Bruce Cohen is a founding member of the Philadelphia band, The Reds®, who’s first self-titled produced by David Kershenbaum, showed the band’s impressive blend of Rick Shaffer’s guitar, and Bruce Cohen’s keyboards. The album was supported with live appearances with such diverse acts as The Police, Joe Jackson, Blondie, The Ramones, The Psychedelic Furs, and Public Image. Cohen’s solo projects include musical scores for theatrical productions and his electronic album series “One BC”, “Two BC,” “Three BC,” and now the latest 2017 album – “Four BC.”
The liner explains that on this recording, Bruce Cohen returned to his ‘ambient electronic roots, with the slightly added twist of totally improvising every song to fit a self-imposed four minute time frame, with little to no overdubs, and no edits whatsoever.’
Douglas Rushkoff notes in his book that “ambient music isn’t a set of particular sounds one listens to but a space in which one breathes.” In “Four BC” the layers and washes of sound and music can be focused on or ignored, lazily mind-surfed or instead analyzed.
Never a trite “sound collage”, a problem which plagues so many in this genre, this album has moods, textures and rhythms that lend well to repeat listening. So you can dig deep or soar to the shore with this exceptional work.
Come equipped with a truly open mind because “Four BC” is easy to dismiss without one. As improvised music, it shouldn’t be surprising that one needs to experiment in finding the appropriate setting and circumstances for realizing its potential.
It may be as simple as using headphones in darkness; for others, it may need to be experienced in nature during a particular time of year. But the genius is in there waiting for you. If you can’t be bothered to put in the effort, then listen anyway as you’ll still find plenty to enjoy in terms of rhythms and sounds. It just more accurate listening is so much more rewarding.
I am a devout listener of ambient/electronic music, and when I played through “Four BC” for the first time, I couldn’t believe what I was hearing, because I was so used to the mundane commercial tracks of mainstream artists. I became instantly attuned to the vibrant, melodic vibrations and flowing wave-forms, and ethereal pings that instilled the vastness of space that was all beautifully, subtly and tastefully filled.
Frequencies are substituted for real soundscaping, as the tracks here, are evocative and extremely pleasant to listen to. This is music that favors abstraction and improvisation, yet everything sounds well-planned out and accessible enough to hold your attention.

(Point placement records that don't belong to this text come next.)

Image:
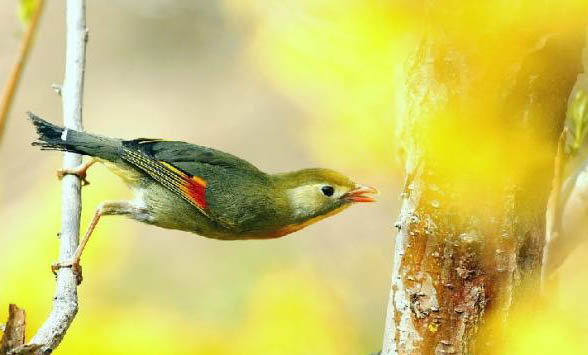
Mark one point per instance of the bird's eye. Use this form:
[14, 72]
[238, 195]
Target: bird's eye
[328, 190]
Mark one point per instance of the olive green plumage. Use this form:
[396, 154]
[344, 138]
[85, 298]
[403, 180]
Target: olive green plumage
[205, 191]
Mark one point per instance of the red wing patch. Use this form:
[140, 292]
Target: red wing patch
[192, 187]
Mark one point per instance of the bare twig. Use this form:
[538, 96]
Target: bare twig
[65, 301]
[15, 74]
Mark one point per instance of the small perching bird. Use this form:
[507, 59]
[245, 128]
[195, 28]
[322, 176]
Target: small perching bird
[183, 186]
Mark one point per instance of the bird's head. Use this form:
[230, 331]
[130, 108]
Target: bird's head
[312, 194]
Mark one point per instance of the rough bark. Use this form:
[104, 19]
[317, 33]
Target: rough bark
[485, 103]
[65, 301]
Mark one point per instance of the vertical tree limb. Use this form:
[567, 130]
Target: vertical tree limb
[65, 301]
[15, 74]
[486, 101]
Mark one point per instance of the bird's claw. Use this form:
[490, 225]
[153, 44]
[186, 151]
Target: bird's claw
[80, 173]
[73, 264]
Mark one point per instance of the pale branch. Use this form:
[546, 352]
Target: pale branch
[16, 73]
[65, 301]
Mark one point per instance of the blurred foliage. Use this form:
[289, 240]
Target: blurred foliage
[342, 63]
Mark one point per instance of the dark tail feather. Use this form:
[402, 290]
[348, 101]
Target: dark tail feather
[52, 137]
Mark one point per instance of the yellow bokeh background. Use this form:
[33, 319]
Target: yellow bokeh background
[285, 85]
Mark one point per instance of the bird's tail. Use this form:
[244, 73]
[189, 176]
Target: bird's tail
[53, 137]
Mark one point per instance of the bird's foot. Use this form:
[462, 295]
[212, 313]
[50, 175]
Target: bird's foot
[79, 171]
[75, 266]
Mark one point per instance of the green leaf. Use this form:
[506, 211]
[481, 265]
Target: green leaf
[577, 120]
[26, 8]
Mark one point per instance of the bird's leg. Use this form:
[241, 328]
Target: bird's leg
[79, 171]
[104, 209]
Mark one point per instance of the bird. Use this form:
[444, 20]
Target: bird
[192, 188]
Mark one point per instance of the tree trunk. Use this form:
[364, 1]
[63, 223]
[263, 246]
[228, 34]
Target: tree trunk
[486, 98]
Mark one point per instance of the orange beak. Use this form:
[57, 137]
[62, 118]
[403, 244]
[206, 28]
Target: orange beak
[358, 194]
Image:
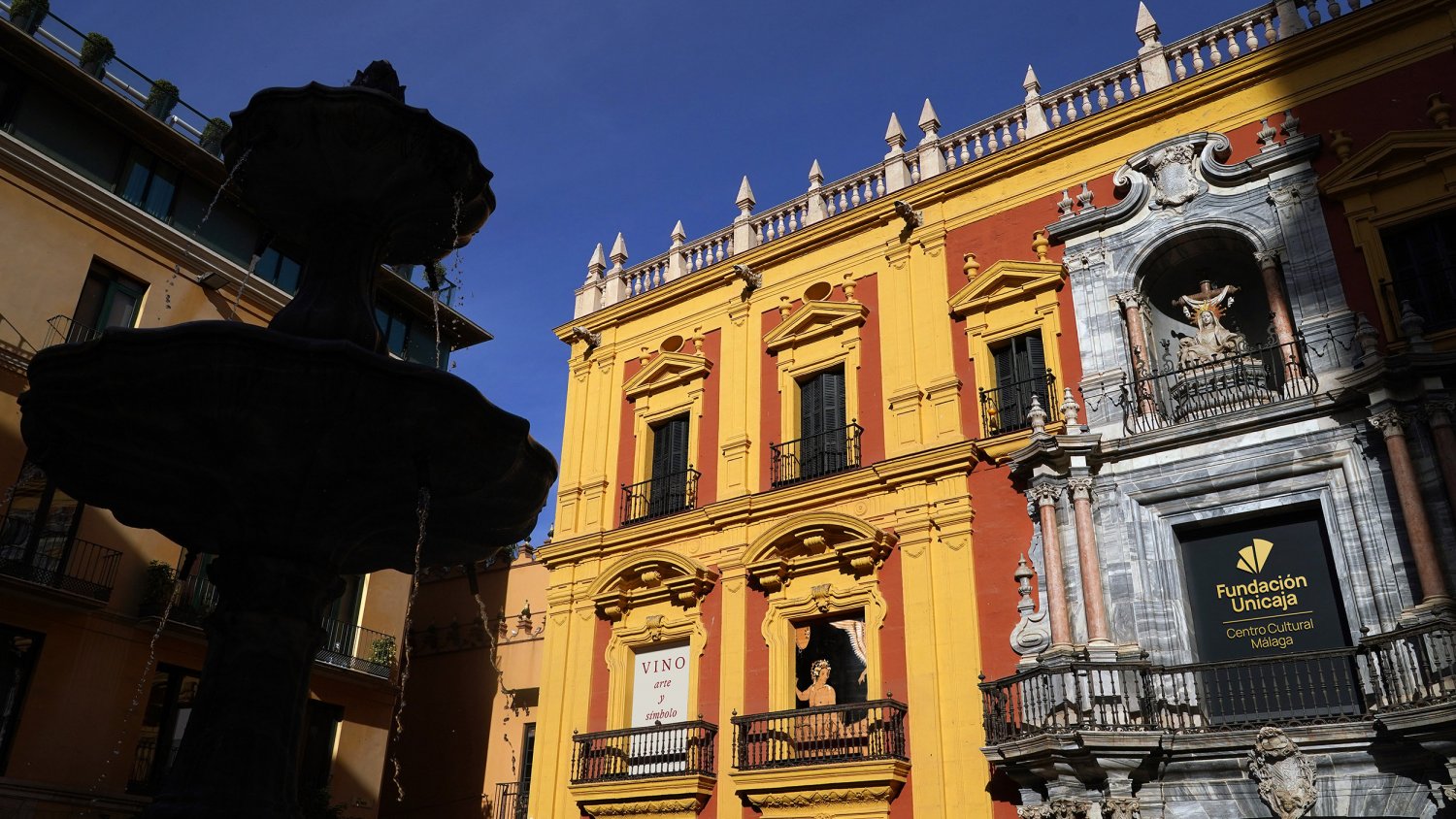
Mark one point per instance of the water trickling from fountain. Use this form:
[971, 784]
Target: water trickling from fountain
[142, 685]
[422, 513]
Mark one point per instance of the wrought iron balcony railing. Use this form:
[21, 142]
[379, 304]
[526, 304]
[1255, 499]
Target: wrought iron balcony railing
[658, 496]
[815, 455]
[1175, 395]
[357, 649]
[641, 752]
[60, 562]
[66, 331]
[512, 801]
[1395, 671]
[1004, 410]
[821, 735]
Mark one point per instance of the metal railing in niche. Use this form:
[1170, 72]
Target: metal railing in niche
[1257, 377]
[1403, 670]
[57, 560]
[512, 801]
[660, 495]
[815, 455]
[1432, 297]
[821, 735]
[1005, 408]
[641, 752]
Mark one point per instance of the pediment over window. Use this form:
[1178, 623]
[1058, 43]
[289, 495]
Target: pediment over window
[664, 372]
[1008, 281]
[812, 320]
[1391, 159]
[651, 576]
[812, 542]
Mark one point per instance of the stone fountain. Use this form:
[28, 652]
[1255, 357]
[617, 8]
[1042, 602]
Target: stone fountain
[302, 451]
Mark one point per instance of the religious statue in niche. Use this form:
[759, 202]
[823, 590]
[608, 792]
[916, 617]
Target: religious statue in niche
[1211, 343]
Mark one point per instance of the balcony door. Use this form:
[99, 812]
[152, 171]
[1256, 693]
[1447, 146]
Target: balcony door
[823, 441]
[669, 492]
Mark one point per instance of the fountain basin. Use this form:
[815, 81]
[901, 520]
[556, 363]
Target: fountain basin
[232, 438]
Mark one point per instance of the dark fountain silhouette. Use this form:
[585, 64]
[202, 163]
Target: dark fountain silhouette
[302, 451]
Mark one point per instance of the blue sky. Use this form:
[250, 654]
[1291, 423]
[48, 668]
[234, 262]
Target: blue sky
[629, 115]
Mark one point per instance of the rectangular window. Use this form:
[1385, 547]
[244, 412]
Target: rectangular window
[169, 707]
[40, 528]
[670, 475]
[19, 652]
[108, 300]
[279, 270]
[1421, 255]
[149, 183]
[823, 429]
[320, 726]
[1021, 373]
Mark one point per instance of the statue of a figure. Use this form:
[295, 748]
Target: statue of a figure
[1211, 341]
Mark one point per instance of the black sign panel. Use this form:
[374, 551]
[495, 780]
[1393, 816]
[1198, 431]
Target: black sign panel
[1263, 588]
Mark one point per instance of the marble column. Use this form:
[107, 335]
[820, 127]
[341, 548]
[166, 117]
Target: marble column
[1133, 306]
[1045, 499]
[1417, 524]
[1088, 560]
[1439, 411]
[1278, 309]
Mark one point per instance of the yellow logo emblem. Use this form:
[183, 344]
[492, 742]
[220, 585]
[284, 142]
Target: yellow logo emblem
[1252, 557]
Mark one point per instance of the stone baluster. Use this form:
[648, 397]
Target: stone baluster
[1092, 604]
[1133, 306]
[932, 159]
[1044, 495]
[896, 172]
[678, 259]
[815, 210]
[1391, 422]
[1036, 118]
[1289, 19]
[745, 236]
[617, 285]
[1439, 413]
[1278, 308]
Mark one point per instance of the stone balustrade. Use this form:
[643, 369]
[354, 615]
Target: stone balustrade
[1156, 66]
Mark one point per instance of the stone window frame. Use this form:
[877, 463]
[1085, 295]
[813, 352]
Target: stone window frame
[651, 600]
[814, 566]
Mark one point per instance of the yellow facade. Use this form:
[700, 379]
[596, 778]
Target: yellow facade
[894, 539]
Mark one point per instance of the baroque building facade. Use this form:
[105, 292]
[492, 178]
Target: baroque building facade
[1106, 440]
[114, 215]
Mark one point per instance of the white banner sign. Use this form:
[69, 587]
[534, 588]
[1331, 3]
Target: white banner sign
[660, 687]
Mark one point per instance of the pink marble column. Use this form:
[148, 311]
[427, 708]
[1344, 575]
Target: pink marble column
[1133, 306]
[1092, 603]
[1281, 316]
[1417, 524]
[1440, 419]
[1045, 499]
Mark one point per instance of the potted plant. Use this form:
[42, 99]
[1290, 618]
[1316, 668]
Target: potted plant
[381, 650]
[156, 588]
[96, 52]
[213, 134]
[28, 15]
[162, 98]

On the album “Four BC,” Bruce Cohen offers us more than mere sonic manipulation. He looks beyond synth manuals and realizes music that is an inextricable weave of sound engineering, solitary reflection and ambient aesthetics. Consider the album’s tracks as various degrees of emotion, lingering, and then shifting to another state. For me, the musical subtlety of “Four BC” is in the impression left, rather than the story told.